Aşağıda sıraladığım gibi, kimi ufak cinsiyet farklılıkları var olsa da, karşı cinsle veya hemcinsinizle etkili iletişim kurmak büyük ölçüde bilinçsel gelişimle, bakış açısıyla, konuştuğunuz kişinin maskülen ve feminen enerjisiyle (kişinin kozmik adresiyle) ilgilidir.
Halihazırda bilmiyorsanız, iletişim için öncelikle soru sormayı ve dinlemeyi öğrenmelisiniz.
Karşınızdaki kişinin odak noktasında ne var; hayatta kalma, güvenlik, saygı, düzen, mantık, duygusallık, işlevsellik veya transandantal deneyimler mi? Konuşurken birincil kişi olan “ben”e mi, ikinci kişi olan “biz”e mi, üçüncü kişi olan “o”na mı yoksa dördüncü kişi olan “onun” kavramlarına mı başvuruyor?
Büyük resme mi yoksa detaylara mı odaklanıyor; bağlılık mı yoksa özerklik mi onun için daha önemli?
Cinsiyet farklılıklarına gelince, genelleştirmelerden kaçınabilmek için dikkatli olmak gerekiyor. Yine de bazı hassas durumlarda kadınların daha korku-temelli, erkeklerinse daha utanç-temelli olduğunu söyleyebiliriz. Bu noktada kadınları korkutmamak, erkekleri de bastırmamak önemlidir; aksi takdirde korku-utanç sarmalında aşağı doğru gitmeye başlarsınız.
Kadınlar ilişkiyi devam ettirmeye odaklanırken erkekler tartışmayı kazanmayı tercih edebilir. Erkekler sorun olduğunu hissettiklerinde bunu çözme eğilimi gösterirken, kadınlar empati yaparak dinlemeye, anlayış ve şefkat göstermeye yönelebilirler. Erkekler kendi konumlarını ve bağımsızlıklarını güçlendirmeye çalışırken kadınlar daha çok aradaki bağı sağlamlaştırmaya çalışırlar.

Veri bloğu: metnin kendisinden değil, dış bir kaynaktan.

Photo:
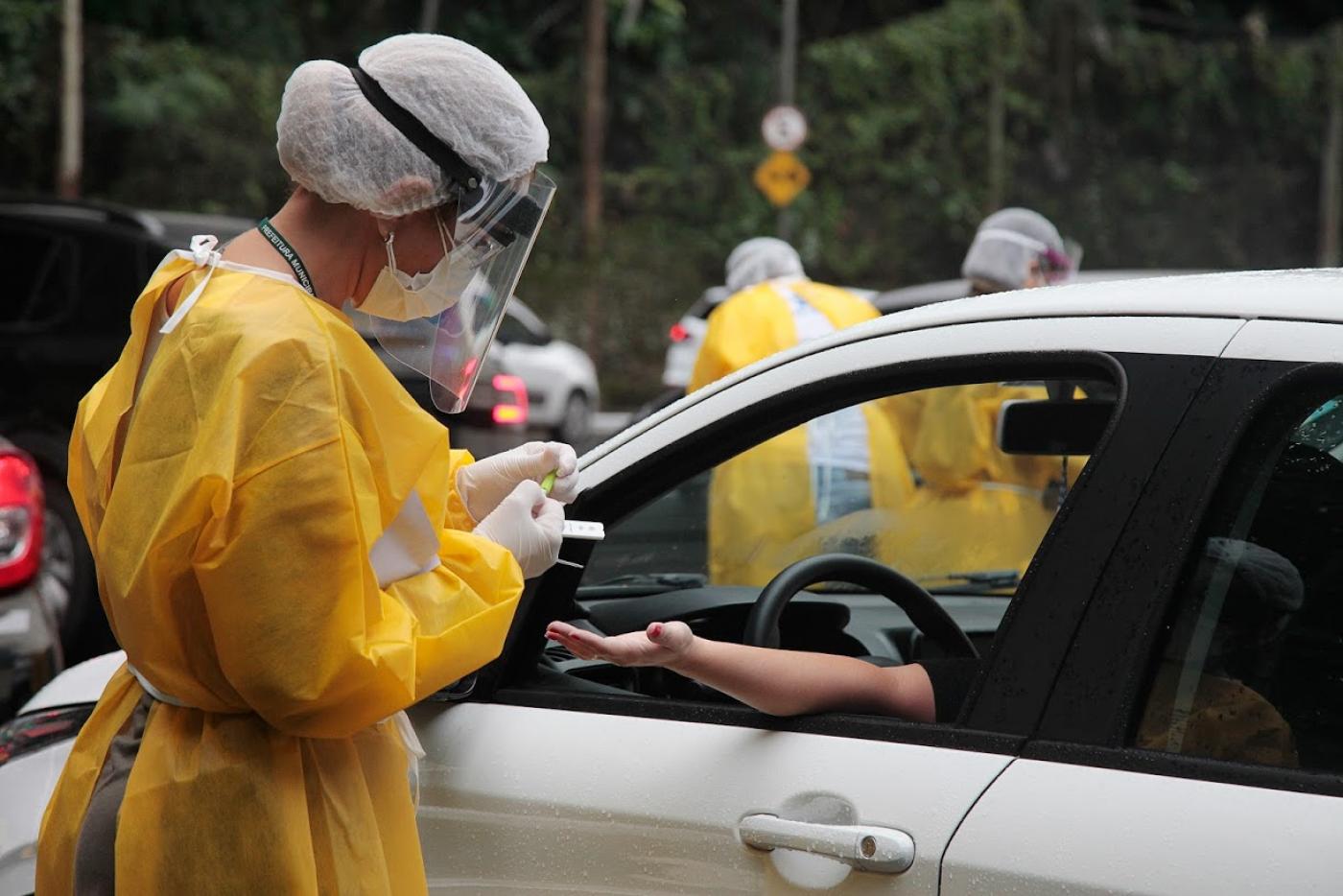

Araştırmalara göre kadınlar duygu ve hislerini iletmek için erkeklere oranla daha fazla yüz ifadesi ve göz temasına başvururlar. Kendi deneyimlerime göre, cinsiyet farklılıkları oldukça akıcı bir yapıdadır ve iletişim üzerindeki etkileri son derece küçüktür. Daha önemli olansa “kozmik adres” arasındaki farklılıklardır.